Magnetic Switch (Included)
The magnetic switch is used to turn the Central Box ON/OFF and is connected to a separate slot labeled "Switch". To turn on the Central Box using the magnetic switch it is necessary to hold the supplied magnet (key) to the target so that the key and the target on the magnetic switch are properly oriented.

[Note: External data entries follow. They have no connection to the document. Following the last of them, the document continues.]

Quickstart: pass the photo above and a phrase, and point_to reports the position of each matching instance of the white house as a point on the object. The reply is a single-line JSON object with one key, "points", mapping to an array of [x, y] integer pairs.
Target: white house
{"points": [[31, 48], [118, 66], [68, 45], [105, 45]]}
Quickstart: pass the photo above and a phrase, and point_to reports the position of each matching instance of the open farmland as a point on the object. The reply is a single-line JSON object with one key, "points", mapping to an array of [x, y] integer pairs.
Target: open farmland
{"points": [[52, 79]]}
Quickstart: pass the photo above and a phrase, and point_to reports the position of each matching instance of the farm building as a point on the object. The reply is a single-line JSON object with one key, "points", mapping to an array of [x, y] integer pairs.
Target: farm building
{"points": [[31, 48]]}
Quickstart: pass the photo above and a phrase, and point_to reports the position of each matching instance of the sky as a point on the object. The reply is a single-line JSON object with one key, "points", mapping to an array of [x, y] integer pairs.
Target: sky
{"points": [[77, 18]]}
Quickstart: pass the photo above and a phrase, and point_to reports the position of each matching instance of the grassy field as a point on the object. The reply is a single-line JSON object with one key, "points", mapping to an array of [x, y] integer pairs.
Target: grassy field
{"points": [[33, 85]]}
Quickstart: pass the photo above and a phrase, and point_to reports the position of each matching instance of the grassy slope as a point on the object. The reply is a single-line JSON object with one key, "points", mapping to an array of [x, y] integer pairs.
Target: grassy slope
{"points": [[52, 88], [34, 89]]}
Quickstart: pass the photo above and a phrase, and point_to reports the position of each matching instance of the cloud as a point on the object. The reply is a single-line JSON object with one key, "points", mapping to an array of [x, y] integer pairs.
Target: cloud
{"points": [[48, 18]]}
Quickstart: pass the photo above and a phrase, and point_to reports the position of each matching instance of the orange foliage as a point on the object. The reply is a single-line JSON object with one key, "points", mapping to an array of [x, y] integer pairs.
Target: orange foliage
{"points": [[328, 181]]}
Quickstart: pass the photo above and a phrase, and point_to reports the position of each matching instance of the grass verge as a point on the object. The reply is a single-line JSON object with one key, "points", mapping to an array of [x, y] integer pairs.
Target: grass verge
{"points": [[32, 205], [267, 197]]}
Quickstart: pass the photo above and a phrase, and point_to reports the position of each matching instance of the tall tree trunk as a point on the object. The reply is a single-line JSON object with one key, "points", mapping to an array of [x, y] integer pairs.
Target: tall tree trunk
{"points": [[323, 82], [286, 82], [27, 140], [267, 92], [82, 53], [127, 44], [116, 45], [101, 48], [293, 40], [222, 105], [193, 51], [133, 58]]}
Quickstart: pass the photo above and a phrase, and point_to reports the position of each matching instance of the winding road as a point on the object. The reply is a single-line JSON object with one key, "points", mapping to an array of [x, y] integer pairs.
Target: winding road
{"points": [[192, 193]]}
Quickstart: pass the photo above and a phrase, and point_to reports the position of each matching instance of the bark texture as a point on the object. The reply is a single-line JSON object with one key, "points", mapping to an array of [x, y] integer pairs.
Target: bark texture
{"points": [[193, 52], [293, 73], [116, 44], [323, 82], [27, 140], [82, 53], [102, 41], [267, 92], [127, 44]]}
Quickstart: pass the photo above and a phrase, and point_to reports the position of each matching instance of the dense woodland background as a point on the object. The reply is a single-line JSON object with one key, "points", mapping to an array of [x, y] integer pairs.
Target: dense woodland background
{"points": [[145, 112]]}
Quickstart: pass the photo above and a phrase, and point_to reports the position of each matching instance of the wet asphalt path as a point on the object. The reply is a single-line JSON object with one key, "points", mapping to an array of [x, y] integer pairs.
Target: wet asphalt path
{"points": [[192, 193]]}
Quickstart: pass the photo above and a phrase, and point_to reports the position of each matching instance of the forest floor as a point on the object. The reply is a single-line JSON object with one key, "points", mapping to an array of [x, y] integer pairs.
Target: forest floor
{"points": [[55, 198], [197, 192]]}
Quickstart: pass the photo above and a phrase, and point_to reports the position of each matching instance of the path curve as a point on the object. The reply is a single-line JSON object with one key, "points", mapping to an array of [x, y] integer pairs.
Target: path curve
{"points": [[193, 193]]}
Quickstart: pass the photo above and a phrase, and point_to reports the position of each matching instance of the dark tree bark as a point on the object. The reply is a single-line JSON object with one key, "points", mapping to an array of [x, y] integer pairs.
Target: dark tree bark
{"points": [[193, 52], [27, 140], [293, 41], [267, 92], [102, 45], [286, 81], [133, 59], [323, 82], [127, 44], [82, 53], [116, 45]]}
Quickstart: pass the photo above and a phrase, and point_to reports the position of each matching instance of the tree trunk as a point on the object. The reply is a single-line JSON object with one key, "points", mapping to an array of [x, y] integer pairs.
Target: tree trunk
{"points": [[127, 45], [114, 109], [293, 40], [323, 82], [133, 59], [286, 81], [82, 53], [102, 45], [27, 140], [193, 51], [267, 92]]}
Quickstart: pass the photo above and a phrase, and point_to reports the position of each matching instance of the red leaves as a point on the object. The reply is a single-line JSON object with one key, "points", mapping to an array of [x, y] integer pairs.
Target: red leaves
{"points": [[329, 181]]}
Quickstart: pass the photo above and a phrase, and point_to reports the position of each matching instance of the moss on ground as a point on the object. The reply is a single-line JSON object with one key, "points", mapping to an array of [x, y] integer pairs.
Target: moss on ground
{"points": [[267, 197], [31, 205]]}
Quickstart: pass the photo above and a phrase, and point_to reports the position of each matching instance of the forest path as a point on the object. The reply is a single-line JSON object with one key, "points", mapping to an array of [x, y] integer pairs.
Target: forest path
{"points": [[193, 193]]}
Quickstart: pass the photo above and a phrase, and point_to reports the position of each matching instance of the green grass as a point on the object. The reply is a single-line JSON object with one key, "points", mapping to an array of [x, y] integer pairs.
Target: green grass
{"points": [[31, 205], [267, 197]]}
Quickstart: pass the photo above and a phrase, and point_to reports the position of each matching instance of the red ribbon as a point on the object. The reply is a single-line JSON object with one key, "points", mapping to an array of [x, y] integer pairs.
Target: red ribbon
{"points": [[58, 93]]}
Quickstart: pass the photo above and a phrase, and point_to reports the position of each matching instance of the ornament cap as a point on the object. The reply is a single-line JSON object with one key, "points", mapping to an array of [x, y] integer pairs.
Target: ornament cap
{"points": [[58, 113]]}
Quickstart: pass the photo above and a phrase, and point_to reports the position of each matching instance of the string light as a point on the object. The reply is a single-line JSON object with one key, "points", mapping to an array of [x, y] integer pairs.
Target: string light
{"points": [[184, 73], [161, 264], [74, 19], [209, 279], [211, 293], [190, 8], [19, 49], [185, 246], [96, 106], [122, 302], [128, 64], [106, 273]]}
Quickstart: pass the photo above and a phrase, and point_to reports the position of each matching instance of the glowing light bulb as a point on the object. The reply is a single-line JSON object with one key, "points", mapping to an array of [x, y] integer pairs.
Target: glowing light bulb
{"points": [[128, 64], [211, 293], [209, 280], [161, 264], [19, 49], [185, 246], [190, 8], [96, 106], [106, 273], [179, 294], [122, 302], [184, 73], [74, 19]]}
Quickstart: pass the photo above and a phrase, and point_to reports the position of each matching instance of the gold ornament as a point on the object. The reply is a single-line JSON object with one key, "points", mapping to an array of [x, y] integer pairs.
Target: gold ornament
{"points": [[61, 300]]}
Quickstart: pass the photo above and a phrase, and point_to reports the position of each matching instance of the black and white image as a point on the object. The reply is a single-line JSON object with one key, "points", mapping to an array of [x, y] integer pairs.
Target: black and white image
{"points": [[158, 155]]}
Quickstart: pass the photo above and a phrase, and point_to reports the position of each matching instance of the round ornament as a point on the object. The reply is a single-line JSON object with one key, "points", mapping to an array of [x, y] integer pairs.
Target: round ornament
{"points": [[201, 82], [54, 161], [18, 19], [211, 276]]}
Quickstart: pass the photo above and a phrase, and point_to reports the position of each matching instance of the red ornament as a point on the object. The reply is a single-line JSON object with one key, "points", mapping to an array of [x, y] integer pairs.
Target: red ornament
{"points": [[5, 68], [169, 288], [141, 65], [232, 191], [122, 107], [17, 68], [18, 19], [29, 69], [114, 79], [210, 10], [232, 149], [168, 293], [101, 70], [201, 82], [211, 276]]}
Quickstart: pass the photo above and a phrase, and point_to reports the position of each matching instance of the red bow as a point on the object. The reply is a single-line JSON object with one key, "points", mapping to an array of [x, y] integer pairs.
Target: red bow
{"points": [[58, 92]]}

Wireless Switch R3/RSW (Optional)
State-of-the-art device that sets Jeti as a leading designer and manufacturer of radio control systems. Wireless power switch is fully integrated into the 2.4GHz radio system. For first time your receiver can be turned ON/OFF with simple flipping of the switch wirelessly from the Jeti DC/DS transmitters.

Features:
- Control Management with Configurable Servo Output
- Power Distribution with Two Independent Inputs
- Firmware Updatable via Jeti USB Adapter
- Jeti Duplex EX Bus or PPM Compatible
- Wirelessly Programmable Using DC/DS Tx Device Explorer
- Independent Receiver Signal Inputs (SAT1, SAT2)
- Up to 15x Servo Outputs with Overload Protection
- Up to 3x Telemetry Sensors Inputs (Ext1, Ext/14, Ext/15)
- Input for Included Magnetic or Optional Wireless Switch
- Input Voltage: 3.5-15V
- Output Current: 2x 10A Continues/90A Peak
- Dimensions/Weight: 62mm x 38mm x 16mm/30g


Last edited by Jeti USA; 10-30-2013 at 09:53 AM.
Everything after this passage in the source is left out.